Chief Darcy Bear and Minister Carolyn Bennett. Photo by Chelsea Laskowski.
On Thursday, Whitecap Dakota became the 37th First Nation in Canada to sign an agreement-in-principle on self-governance that will eventually bring the Saskatoon-area First Nation out from under the Indian Act.
The signing of an “agreement in principle” between Chief Darcy Bear and Indigenous Affairs Minister Carolyn Bennett at the reserve’s golf course is the second step of a four-step process for the First Nation to gain self-governance.
It’s expected the process, which requires negotiation with the feds and Whitecap leadership as well as ratification by Whitecap’s members, will take until about 2020, Bear said after the special ceremony in which Whapeton drummers played an honour and victory song, and dozens of people heard from Bear, Bennett, and FSIN Chief Bobby Cameron.
The self-governance being referred to covers health, education, justice, and economic activities as well as the way the federal government funds Whitecap.
“The financial relationship is different. It’s about a government-to-government funding structure that is about predictable, stable, adequate funding, almost like a transfer like a province or a territory,” said Minister Bennett.
The aim is to find a new relationship that honours treaties rather than abiding by the Indian Act.
“Paternalism and colonization just has been a total failure, so the more communities the more that can understand what Chief Bear and his council are doing here, the more there’s that help to move out from the Indian Act and to take charge.

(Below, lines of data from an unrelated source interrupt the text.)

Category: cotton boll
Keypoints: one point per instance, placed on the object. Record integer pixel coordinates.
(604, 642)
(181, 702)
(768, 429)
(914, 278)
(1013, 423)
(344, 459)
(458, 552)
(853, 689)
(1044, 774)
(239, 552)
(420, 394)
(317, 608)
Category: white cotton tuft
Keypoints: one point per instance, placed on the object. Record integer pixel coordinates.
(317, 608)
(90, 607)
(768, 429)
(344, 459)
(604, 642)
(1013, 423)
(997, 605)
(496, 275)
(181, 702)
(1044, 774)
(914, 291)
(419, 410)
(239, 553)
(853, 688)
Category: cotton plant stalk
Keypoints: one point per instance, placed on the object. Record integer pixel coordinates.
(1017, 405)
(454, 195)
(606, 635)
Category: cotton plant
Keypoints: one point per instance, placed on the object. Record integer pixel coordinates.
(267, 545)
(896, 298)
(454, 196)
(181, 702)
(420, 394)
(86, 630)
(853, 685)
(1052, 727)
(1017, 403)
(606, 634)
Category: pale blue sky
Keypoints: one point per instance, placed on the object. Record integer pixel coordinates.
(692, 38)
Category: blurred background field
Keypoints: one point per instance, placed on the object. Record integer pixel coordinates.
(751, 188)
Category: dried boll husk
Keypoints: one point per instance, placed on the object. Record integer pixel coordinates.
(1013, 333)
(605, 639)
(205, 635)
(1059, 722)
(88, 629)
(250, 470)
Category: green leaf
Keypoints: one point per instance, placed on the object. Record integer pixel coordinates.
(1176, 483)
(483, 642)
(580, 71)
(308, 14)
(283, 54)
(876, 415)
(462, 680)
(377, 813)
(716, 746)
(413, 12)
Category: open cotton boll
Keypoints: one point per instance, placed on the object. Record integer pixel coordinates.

That’s what we want to do,” she said.
Bear acknowledges his business-savvy reserve has already been able to move forward economically in spite of past stifling rules like the Pass System and Indian agents, thanks in part to land management framework agreements created by chiefs like Austin Bear of Muskoday.
“Prior to European contact we were never lazy people. Our ancestors were always hardworking people. The Indian Act created a cycle of dependency and everybody started to believe that we can’t do anything for ourselves, we had to wait for somebody to come rescue us,” Darcy said.
Whitecap is currently working towards building a hotel and convention centre on reserve.